In a recent blog post recapping the project's history, the city said a local selection committee deemed R&R Studios the best fit based on a range of criteria that included "a proven track record delivering similar projects safely and on time and on budget."

R&R presented three variations on its design last fall, and members of the public could vote online on their preference. The one offered to the board Thursday was the overwhelming winner, though many commenters said it was merely the "least objectionable."

In its post, the city notes the final design has "evolved" from R&R's first draft and says the Lancaster Public Library, which will occupy the first and second floors below the garage, "will benefit from a bright beacon that announces [its] presence and invites people in to experience and learn."

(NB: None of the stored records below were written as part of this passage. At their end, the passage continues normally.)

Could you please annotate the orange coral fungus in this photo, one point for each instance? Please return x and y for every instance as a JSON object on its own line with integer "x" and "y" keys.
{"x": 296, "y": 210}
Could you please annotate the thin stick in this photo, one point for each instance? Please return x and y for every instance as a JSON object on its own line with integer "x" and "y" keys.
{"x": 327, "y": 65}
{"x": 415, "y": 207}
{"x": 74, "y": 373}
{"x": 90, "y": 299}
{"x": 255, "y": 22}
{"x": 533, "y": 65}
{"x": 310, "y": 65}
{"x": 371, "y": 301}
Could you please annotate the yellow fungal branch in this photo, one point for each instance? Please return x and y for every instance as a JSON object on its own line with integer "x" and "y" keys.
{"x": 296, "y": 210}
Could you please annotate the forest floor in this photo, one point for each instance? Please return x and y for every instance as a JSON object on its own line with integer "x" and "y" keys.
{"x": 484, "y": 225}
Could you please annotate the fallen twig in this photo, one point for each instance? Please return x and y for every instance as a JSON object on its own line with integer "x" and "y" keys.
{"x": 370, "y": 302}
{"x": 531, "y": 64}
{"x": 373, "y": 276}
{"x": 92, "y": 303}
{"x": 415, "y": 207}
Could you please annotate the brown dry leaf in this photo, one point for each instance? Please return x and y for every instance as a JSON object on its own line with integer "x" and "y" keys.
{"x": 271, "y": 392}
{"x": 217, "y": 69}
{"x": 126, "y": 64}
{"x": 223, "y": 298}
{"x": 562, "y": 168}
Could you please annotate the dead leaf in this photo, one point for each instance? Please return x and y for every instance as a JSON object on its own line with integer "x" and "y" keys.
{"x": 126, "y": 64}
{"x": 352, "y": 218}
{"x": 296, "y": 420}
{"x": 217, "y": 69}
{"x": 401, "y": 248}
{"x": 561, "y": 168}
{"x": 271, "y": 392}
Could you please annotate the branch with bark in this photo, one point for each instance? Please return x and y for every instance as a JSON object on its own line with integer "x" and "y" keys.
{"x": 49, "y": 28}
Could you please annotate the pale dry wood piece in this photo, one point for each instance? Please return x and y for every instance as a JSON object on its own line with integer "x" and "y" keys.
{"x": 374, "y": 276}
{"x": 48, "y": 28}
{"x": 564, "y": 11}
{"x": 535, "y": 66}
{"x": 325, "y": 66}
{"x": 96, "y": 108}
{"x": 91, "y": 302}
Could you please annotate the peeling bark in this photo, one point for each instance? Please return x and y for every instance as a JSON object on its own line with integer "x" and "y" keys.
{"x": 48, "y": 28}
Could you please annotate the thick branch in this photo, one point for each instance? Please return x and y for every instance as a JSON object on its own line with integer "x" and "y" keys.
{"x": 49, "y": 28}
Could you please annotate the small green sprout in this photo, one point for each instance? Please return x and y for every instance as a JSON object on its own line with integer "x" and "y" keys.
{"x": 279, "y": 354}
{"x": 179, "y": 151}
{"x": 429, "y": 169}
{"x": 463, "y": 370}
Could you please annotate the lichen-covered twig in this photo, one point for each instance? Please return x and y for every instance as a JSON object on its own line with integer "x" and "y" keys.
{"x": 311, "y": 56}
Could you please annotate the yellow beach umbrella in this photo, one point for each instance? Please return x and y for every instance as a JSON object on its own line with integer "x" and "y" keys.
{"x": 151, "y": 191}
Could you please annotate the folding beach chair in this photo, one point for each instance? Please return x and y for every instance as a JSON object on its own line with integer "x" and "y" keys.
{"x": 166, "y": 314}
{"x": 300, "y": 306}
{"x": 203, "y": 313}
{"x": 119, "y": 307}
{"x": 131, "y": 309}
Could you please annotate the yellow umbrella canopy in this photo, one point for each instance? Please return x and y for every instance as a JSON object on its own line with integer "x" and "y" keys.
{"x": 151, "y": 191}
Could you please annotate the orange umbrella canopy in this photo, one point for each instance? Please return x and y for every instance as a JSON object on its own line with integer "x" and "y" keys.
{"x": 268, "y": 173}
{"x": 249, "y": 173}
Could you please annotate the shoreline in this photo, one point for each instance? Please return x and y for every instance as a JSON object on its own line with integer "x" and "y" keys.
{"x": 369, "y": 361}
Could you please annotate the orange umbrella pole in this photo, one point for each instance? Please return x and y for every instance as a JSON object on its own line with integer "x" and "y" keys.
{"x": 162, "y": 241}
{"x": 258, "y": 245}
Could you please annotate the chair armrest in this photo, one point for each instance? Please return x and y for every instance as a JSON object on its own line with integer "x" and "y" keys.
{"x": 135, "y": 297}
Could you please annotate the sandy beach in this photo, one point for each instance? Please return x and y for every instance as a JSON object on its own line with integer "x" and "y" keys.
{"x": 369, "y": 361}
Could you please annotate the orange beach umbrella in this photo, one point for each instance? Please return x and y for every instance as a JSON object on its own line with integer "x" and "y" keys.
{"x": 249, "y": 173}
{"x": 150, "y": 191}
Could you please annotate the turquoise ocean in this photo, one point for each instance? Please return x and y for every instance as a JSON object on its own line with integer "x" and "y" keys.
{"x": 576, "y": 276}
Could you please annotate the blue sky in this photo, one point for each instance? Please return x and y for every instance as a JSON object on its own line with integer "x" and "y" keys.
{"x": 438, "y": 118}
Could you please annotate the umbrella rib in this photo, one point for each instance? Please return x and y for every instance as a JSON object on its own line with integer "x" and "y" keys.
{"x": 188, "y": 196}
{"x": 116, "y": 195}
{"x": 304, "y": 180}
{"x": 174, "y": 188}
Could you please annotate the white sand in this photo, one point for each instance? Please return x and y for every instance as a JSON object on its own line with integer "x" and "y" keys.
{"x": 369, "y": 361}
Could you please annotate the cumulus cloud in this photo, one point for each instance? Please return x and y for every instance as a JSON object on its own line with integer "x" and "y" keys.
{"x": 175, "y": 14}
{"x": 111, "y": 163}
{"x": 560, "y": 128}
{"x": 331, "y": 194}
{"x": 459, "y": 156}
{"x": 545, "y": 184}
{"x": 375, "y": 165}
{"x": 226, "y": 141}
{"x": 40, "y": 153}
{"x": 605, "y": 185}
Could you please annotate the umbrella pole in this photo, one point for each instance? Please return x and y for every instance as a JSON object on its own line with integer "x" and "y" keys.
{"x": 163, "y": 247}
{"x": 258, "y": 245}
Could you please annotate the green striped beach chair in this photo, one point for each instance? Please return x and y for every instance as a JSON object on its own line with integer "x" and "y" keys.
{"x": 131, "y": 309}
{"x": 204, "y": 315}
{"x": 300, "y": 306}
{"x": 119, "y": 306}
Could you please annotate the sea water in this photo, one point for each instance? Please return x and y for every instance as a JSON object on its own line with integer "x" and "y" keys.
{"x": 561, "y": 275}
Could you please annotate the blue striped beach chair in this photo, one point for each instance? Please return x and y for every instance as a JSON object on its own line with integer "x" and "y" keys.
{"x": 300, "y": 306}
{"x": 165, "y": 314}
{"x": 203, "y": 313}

The public art component has been split off from the rest of the garage project. The contract to build the art will be bid out shortly, parking authority Executive Director Larry Cohen said.

The authority initially budgeted $600,000 for the facade, of which $78,000 has been spent on design.

It's too soon to say if actual construction costs will come in over or under budget Cohen said: The latest design, which features four tiers of shorter vertical rods rather than a single array of long ones, will be easier to fabricate and install, but the pandemic has raised costs across the board.